B3->Air lowering incorrectly copy-propagates over ZExt32's
authorfpizlo@apple.com <fpizlo@apple.com@268f45cc-cd09-0410-ab3c-d52691b4dbfc>
Mon, 21 Dec 2015 16:16:01 +0000 (16:16 +0000)
committerfpizlo@apple.com <fpizlo@apple.com@268f45cc-cd09-0410-ab3c-d52691b4dbfc>
Mon, 21 Dec 2015 16:16:01 +0000 (16:16 +0000)
commit18bcac244b34b41d84c1ea1ab445a79f2072c368
tree7244ba1a0d53af9cd11c6454137c479ce3c2e674
parent390c7d07cf5669540e11d4afe6f2431cf7702a65
B3->Air lowering incorrectly copy-propagates over ZExt32's
https://bugs.webkit.org/show_bug.cgi?id=152365

Reviewed by Benjamin Poulain.

The instruction selector thinks that Value's that return Int32's are going to always be lowered
to instructions that zero-extend the destination. But this isn't actually true. If you have an
Add32 with a destination on the stack (i.e. spilled) then it only writes 4 bytes. Then, the
filler will load 8 bytes from the stack at the point of use. So, the use of the Add32 will see
garbage in the high bits.

The fact that the spiller chose to use 8 bytes for a Tmp that gets defined by an Add32 is a
pretty sad bug, but:

- It's entirely up to the spiller to decide how many bytes to use for a Tmp, since we do not
  ascribe a type to Tmps. We could ascribe types to Tmps, but then coalescing would become
  harder. Our goal is to fix the bug while still enabling coalescing in cases like "a[i]" where
  "i" is a 32-bit integer that is computed using operations that already do zero-extension.

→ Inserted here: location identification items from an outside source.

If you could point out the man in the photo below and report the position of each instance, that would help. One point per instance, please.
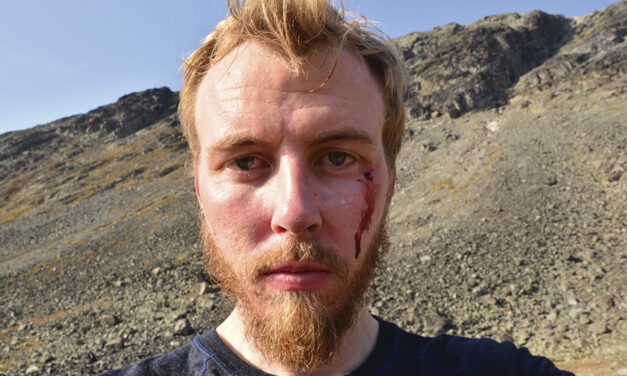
(294, 118)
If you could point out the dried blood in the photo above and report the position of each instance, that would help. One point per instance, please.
(366, 214)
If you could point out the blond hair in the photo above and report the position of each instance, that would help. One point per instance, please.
(292, 29)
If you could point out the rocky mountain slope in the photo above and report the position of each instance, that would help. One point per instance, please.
(509, 219)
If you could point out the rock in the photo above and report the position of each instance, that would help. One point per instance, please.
(202, 288)
(182, 327)
(109, 320)
(114, 345)
(598, 327)
(434, 323)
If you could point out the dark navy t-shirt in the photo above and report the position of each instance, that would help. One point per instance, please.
(396, 353)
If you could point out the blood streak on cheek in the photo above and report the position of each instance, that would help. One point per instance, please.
(366, 214)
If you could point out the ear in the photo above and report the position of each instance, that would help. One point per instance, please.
(391, 185)
(196, 185)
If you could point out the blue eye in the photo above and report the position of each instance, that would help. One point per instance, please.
(245, 163)
(337, 158)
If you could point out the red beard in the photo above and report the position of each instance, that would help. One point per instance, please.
(299, 329)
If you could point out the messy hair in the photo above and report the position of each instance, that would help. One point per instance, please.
(293, 29)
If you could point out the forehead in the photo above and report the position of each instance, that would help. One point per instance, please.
(252, 84)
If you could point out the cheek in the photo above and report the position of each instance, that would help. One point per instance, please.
(231, 212)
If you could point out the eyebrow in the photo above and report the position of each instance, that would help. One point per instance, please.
(342, 134)
(235, 141)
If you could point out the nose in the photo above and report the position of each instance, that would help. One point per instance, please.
(295, 205)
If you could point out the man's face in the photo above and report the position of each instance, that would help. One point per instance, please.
(293, 186)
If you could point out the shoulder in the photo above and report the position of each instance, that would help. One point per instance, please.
(186, 360)
(452, 355)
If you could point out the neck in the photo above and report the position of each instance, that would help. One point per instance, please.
(356, 345)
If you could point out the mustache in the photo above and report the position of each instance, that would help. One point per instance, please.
(297, 251)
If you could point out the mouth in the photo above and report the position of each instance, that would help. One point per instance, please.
(296, 276)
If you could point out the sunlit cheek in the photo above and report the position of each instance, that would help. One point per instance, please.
(235, 213)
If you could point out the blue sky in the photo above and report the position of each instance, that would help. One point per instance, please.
(64, 57)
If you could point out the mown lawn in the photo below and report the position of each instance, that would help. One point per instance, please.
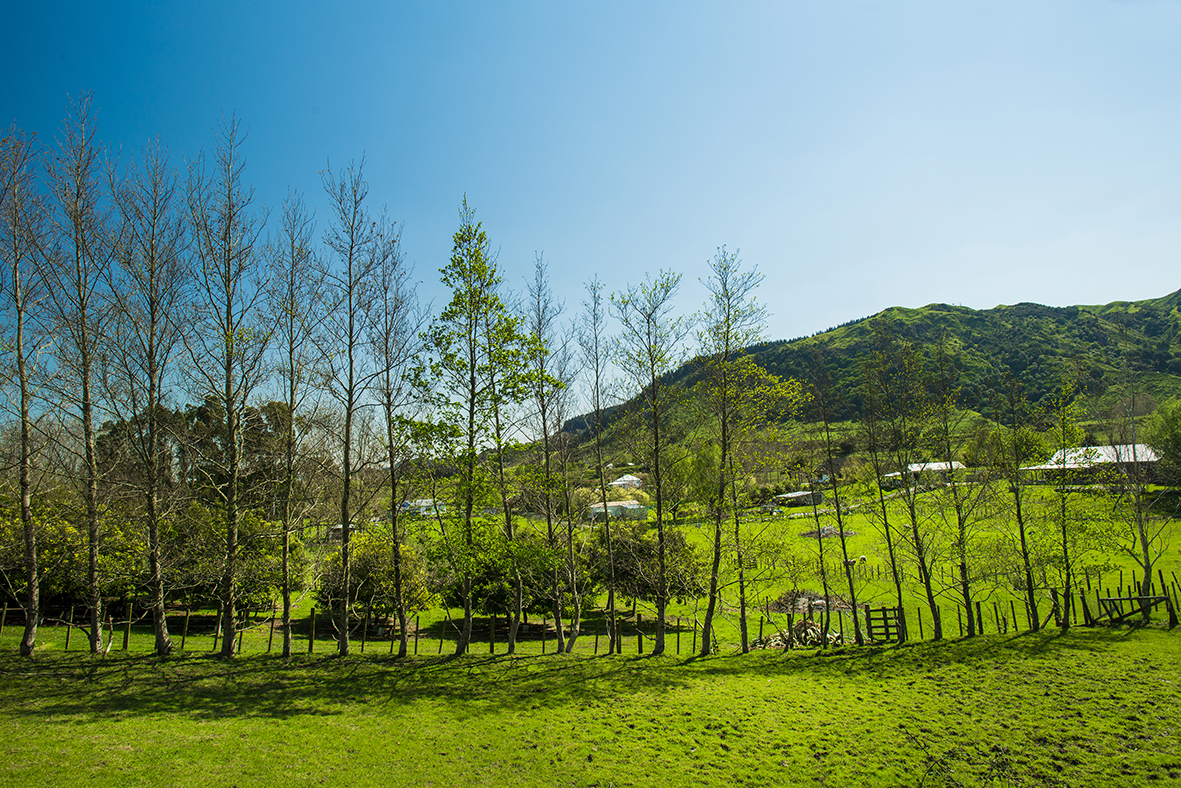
(1090, 708)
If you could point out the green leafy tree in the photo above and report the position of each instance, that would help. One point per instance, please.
(472, 345)
(648, 350)
(737, 398)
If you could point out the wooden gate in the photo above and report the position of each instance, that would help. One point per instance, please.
(882, 624)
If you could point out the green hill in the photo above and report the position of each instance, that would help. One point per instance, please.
(1039, 343)
(1036, 342)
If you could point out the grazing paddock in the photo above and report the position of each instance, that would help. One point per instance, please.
(1095, 707)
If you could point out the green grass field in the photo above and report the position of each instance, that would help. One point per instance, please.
(1090, 708)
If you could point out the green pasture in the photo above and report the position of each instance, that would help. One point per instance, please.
(1095, 707)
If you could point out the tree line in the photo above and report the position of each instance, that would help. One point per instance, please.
(193, 384)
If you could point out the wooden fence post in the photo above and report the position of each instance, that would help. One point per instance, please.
(126, 629)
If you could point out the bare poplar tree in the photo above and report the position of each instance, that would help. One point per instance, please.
(471, 343)
(875, 422)
(228, 342)
(648, 349)
(594, 344)
(563, 373)
(149, 293)
(905, 412)
(822, 398)
(21, 240)
(292, 295)
(967, 496)
(356, 240)
(395, 324)
(732, 319)
(1017, 445)
(74, 272)
(542, 313)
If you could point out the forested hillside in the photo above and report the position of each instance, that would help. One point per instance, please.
(1039, 343)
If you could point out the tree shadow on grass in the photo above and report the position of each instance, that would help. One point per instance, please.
(77, 686)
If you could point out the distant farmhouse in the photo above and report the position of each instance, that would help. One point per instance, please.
(803, 497)
(921, 471)
(1090, 463)
(618, 510)
(421, 507)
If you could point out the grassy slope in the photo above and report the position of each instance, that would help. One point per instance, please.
(1093, 708)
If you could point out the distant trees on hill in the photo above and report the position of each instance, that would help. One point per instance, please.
(207, 404)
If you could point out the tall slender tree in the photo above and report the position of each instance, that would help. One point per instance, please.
(21, 240)
(967, 495)
(470, 342)
(731, 321)
(648, 349)
(1064, 435)
(594, 344)
(356, 240)
(1017, 444)
(541, 320)
(293, 293)
(905, 409)
(824, 406)
(149, 288)
(875, 435)
(395, 324)
(76, 271)
(228, 342)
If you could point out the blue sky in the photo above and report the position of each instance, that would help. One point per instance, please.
(861, 154)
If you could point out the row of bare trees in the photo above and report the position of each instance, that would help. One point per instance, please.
(131, 290)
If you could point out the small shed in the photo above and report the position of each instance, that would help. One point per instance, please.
(1084, 462)
(922, 470)
(802, 497)
(618, 510)
(419, 507)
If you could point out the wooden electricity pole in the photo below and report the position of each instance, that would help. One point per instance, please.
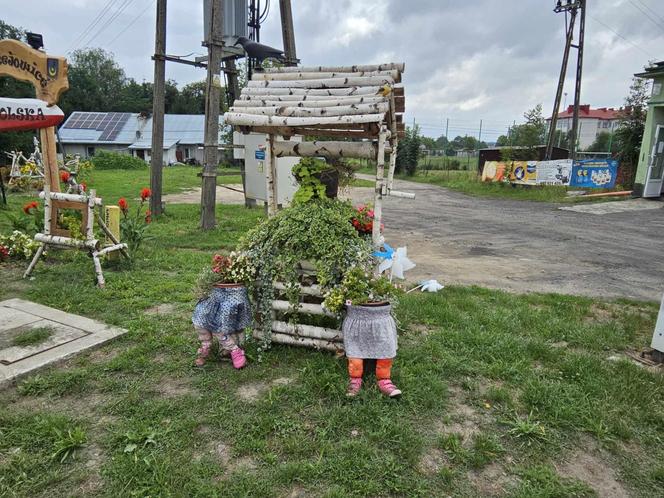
(158, 104)
(212, 98)
(287, 32)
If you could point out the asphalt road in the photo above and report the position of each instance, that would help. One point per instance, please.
(527, 246)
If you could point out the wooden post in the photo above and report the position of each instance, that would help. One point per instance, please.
(49, 158)
(288, 32)
(158, 105)
(380, 185)
(212, 99)
(271, 180)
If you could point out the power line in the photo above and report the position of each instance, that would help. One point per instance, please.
(91, 25)
(621, 36)
(656, 23)
(132, 22)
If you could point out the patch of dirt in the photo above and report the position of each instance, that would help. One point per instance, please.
(492, 480)
(432, 461)
(162, 309)
(172, 388)
(585, 465)
(251, 392)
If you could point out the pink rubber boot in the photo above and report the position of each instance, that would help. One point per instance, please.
(238, 358)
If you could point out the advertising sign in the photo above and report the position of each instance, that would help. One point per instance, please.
(594, 173)
(558, 172)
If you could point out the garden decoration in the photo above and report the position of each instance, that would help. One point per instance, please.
(70, 236)
(223, 310)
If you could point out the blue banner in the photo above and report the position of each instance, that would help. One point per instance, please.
(594, 173)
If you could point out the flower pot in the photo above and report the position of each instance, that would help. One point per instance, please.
(370, 331)
(225, 310)
(329, 178)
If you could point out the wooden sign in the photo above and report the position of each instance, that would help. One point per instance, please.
(47, 74)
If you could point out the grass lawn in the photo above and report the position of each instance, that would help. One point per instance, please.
(505, 395)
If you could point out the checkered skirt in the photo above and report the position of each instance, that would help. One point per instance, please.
(223, 311)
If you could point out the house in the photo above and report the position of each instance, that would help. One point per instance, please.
(649, 180)
(84, 133)
(591, 122)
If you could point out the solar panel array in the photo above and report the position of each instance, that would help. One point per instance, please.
(109, 123)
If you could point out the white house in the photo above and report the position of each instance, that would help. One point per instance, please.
(591, 122)
(84, 133)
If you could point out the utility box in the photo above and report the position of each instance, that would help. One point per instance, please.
(256, 157)
(658, 336)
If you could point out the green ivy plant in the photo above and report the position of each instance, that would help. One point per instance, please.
(319, 232)
(310, 186)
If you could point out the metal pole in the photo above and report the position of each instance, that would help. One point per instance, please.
(287, 32)
(212, 100)
(579, 70)
(559, 90)
(158, 105)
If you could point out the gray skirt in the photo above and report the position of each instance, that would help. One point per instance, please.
(370, 332)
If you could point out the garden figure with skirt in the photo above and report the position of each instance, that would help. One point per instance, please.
(223, 310)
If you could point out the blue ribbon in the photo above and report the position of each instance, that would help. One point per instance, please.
(386, 254)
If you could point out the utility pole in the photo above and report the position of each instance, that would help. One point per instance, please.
(287, 32)
(212, 98)
(572, 7)
(579, 70)
(158, 105)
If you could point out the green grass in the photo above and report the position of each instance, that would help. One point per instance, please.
(490, 379)
(32, 337)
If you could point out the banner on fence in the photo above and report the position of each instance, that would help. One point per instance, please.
(594, 173)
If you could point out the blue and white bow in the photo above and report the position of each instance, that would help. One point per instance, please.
(395, 261)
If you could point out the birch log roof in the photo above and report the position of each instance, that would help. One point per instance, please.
(350, 101)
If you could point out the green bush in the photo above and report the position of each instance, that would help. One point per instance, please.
(113, 160)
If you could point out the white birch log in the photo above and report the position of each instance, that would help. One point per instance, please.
(316, 75)
(331, 149)
(307, 290)
(308, 308)
(100, 275)
(305, 100)
(270, 180)
(344, 110)
(291, 340)
(311, 331)
(320, 92)
(324, 82)
(60, 196)
(378, 196)
(242, 119)
(399, 66)
(56, 240)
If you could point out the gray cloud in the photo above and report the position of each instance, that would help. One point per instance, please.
(465, 60)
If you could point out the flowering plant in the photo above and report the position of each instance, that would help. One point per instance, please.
(18, 245)
(236, 268)
(359, 287)
(133, 226)
(363, 219)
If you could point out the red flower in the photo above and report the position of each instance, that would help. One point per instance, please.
(30, 206)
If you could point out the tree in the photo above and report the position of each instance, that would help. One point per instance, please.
(408, 151)
(630, 132)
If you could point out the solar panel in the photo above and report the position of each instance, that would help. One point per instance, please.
(114, 125)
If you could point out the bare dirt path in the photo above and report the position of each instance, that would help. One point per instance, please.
(527, 246)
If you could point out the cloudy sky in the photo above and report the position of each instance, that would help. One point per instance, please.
(466, 60)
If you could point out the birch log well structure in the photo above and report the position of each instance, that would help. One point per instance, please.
(363, 106)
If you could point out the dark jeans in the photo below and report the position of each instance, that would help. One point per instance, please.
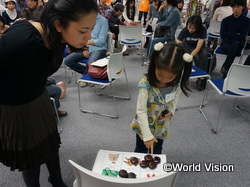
(54, 91)
(232, 49)
(144, 17)
(247, 62)
(31, 176)
(141, 148)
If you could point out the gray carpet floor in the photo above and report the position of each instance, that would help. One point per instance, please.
(190, 141)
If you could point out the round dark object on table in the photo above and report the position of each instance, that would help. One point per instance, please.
(123, 173)
(157, 159)
(134, 160)
(131, 175)
(144, 164)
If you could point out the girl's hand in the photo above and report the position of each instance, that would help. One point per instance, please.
(85, 54)
(150, 144)
(169, 114)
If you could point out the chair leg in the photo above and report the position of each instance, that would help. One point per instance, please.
(93, 112)
(59, 126)
(240, 109)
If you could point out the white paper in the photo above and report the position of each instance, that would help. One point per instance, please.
(101, 63)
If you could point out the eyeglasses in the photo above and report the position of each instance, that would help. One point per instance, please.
(2, 29)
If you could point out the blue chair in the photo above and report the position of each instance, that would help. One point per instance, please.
(115, 70)
(236, 85)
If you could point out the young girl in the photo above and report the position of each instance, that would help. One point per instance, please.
(10, 15)
(30, 136)
(192, 37)
(168, 74)
(131, 13)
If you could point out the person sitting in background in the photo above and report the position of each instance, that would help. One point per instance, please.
(219, 14)
(168, 17)
(233, 32)
(3, 27)
(10, 15)
(112, 15)
(194, 7)
(33, 11)
(153, 11)
(97, 47)
(143, 11)
(192, 37)
(103, 6)
(131, 13)
(55, 92)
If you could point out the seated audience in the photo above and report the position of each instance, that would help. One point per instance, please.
(153, 11)
(103, 6)
(192, 37)
(97, 47)
(169, 18)
(233, 32)
(194, 7)
(130, 14)
(10, 15)
(55, 92)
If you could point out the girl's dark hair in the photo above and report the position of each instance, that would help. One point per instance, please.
(226, 3)
(180, 1)
(172, 2)
(65, 11)
(238, 3)
(128, 7)
(196, 21)
(2, 20)
(170, 58)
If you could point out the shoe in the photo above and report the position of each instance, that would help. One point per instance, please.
(223, 71)
(125, 53)
(50, 181)
(146, 63)
(83, 84)
(62, 113)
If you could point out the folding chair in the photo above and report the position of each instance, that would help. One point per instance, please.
(131, 35)
(235, 85)
(115, 70)
(59, 126)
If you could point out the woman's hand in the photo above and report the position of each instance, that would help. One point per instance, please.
(169, 114)
(150, 144)
(85, 53)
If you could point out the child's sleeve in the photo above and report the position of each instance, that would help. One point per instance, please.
(172, 105)
(141, 111)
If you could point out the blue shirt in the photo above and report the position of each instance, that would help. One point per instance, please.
(99, 34)
(191, 40)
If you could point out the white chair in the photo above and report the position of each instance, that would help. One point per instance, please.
(87, 178)
(115, 70)
(59, 126)
(131, 35)
(236, 85)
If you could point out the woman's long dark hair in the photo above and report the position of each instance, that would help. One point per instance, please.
(170, 58)
(196, 21)
(65, 11)
(128, 7)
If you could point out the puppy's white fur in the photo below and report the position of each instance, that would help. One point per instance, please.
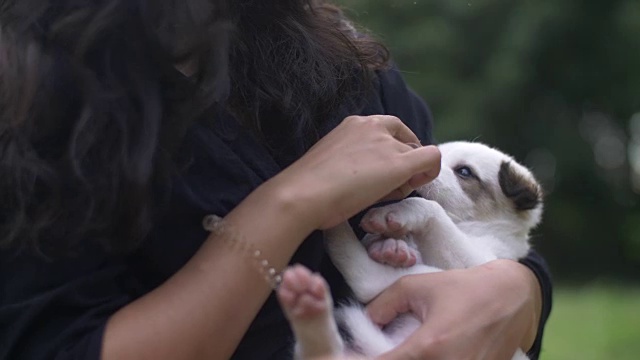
(481, 207)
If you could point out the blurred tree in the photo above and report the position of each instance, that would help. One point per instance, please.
(556, 84)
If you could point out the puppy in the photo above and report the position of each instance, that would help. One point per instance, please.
(481, 207)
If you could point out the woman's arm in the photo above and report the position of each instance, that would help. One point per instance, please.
(206, 307)
(486, 312)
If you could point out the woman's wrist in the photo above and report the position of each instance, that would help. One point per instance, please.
(525, 282)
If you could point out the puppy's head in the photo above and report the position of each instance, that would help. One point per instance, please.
(479, 183)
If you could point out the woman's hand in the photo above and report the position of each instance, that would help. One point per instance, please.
(363, 160)
(486, 312)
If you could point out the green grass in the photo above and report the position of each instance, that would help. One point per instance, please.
(594, 323)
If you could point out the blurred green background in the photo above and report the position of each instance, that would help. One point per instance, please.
(556, 83)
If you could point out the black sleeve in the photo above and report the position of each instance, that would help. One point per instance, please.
(536, 263)
(398, 100)
(57, 309)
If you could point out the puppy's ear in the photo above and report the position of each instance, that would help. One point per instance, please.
(524, 192)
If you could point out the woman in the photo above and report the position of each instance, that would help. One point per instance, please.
(124, 123)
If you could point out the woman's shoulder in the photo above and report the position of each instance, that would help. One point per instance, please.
(393, 96)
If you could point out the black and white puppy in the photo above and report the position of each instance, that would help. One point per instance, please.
(481, 207)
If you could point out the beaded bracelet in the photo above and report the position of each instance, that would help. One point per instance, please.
(216, 225)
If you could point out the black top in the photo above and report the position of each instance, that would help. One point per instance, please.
(57, 309)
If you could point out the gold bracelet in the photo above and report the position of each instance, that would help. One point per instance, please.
(217, 226)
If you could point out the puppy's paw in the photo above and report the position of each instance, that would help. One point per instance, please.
(389, 220)
(392, 252)
(303, 295)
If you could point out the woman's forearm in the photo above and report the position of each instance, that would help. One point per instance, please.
(203, 310)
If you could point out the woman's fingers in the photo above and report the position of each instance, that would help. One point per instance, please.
(398, 129)
(426, 163)
(390, 303)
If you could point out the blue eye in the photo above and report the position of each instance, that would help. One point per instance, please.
(464, 172)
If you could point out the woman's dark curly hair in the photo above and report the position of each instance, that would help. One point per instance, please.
(92, 107)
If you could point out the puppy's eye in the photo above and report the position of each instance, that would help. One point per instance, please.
(464, 172)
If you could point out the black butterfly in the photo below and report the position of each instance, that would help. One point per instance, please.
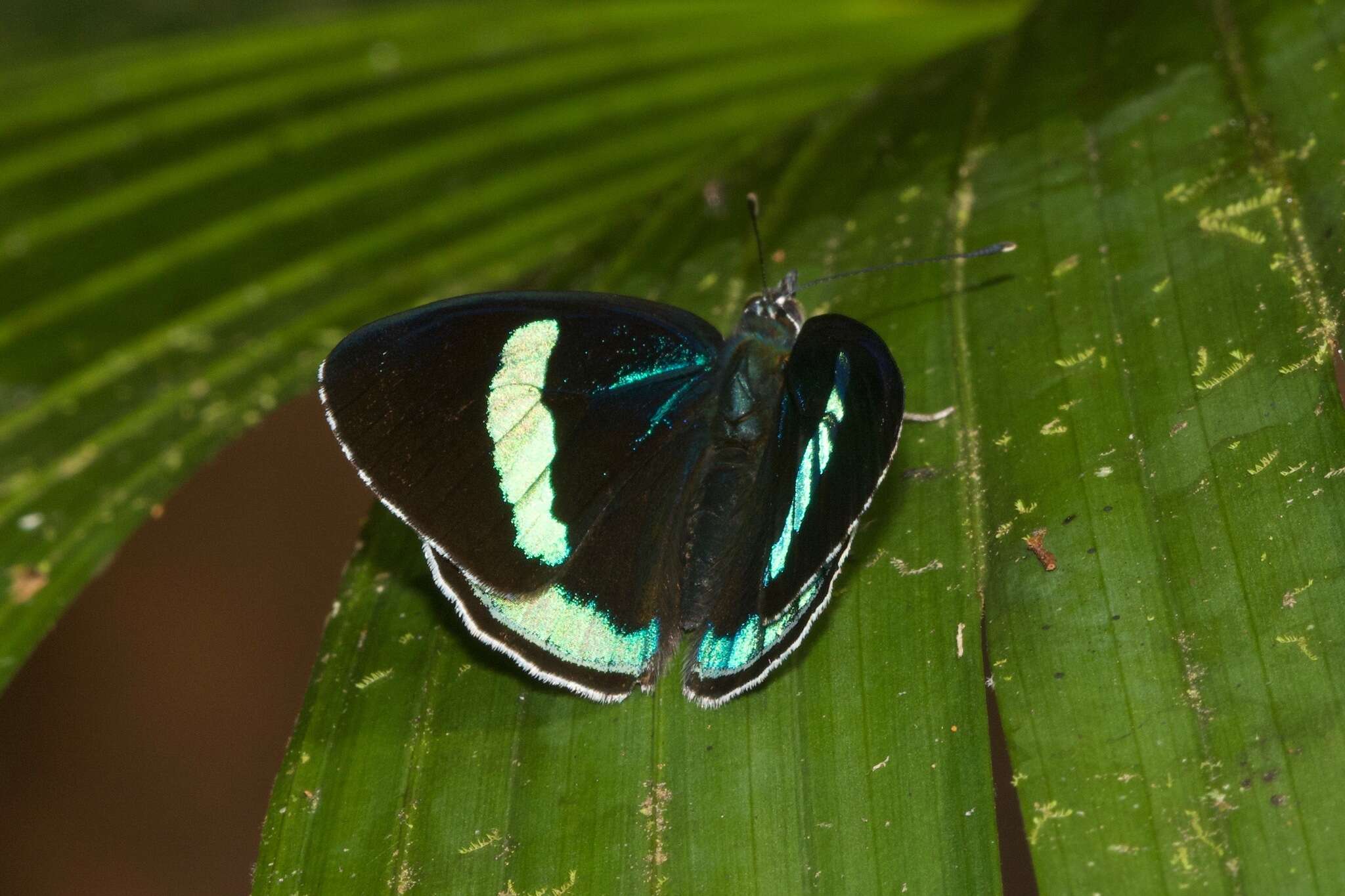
(596, 476)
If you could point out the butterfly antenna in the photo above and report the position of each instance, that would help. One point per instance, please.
(753, 210)
(988, 250)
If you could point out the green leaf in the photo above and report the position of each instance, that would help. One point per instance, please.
(1153, 381)
(188, 224)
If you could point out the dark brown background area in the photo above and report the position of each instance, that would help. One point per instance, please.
(139, 744)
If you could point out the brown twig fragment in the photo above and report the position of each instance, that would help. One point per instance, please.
(1033, 542)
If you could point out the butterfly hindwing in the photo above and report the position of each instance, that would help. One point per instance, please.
(535, 441)
(837, 431)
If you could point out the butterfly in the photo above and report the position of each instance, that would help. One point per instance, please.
(596, 477)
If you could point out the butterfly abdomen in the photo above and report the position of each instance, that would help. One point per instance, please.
(722, 532)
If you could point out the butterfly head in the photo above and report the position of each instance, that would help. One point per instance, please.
(779, 304)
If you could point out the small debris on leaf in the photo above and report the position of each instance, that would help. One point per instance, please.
(24, 582)
(1034, 544)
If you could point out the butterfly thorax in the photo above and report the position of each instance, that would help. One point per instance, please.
(728, 490)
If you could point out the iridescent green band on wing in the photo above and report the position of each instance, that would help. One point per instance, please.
(817, 456)
(731, 653)
(523, 433)
(575, 629)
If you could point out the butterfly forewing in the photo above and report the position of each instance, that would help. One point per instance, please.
(535, 441)
(837, 430)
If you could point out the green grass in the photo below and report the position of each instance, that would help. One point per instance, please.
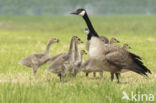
(24, 35)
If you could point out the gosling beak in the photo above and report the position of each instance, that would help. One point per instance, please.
(74, 13)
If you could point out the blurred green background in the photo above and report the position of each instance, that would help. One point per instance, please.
(102, 7)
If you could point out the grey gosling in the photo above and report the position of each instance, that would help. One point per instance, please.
(36, 60)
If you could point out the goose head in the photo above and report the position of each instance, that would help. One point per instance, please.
(80, 12)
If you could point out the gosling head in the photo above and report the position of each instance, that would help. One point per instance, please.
(114, 40)
(54, 40)
(80, 12)
(83, 52)
(126, 46)
(77, 39)
(86, 31)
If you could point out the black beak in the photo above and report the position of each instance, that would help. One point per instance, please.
(74, 12)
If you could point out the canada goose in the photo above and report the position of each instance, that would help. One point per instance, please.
(126, 46)
(105, 40)
(62, 63)
(110, 57)
(36, 60)
(78, 41)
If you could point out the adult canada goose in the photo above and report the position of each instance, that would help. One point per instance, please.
(126, 46)
(62, 63)
(105, 40)
(78, 41)
(34, 61)
(110, 57)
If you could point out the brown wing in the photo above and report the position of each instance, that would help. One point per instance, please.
(123, 59)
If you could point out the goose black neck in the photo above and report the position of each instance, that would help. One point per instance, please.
(90, 26)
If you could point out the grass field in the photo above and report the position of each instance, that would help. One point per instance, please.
(24, 35)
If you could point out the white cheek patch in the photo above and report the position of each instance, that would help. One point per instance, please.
(82, 13)
(86, 32)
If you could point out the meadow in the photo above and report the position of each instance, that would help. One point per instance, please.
(21, 36)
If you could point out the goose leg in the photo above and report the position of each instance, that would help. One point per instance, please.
(60, 76)
(94, 73)
(117, 76)
(87, 74)
(35, 70)
(112, 76)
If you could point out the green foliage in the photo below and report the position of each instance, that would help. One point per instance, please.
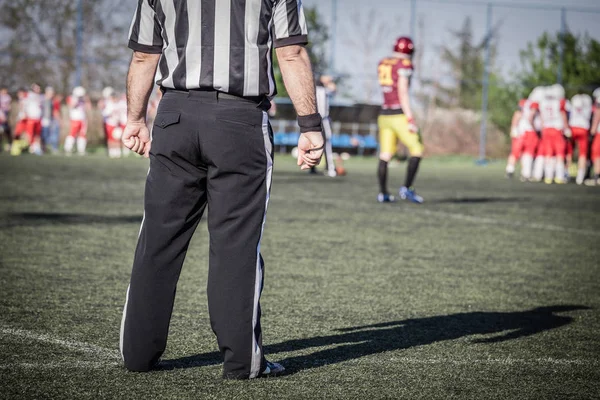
(581, 63)
(318, 36)
(466, 67)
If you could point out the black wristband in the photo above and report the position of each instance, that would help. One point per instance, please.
(310, 123)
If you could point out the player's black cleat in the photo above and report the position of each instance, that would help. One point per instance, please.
(385, 198)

- More broadly, it's strange that the instruction selector decides whether a Value will be
  lowered to something that zero-extends. That's too constraining, since the most optimal
  instruction selection might involve something that doesn't zero-extend in cases of spilling, so
  the zero-extension should only happen if it's actually needed. This means that we need to
  understand which Air instructions cause zero-extensions.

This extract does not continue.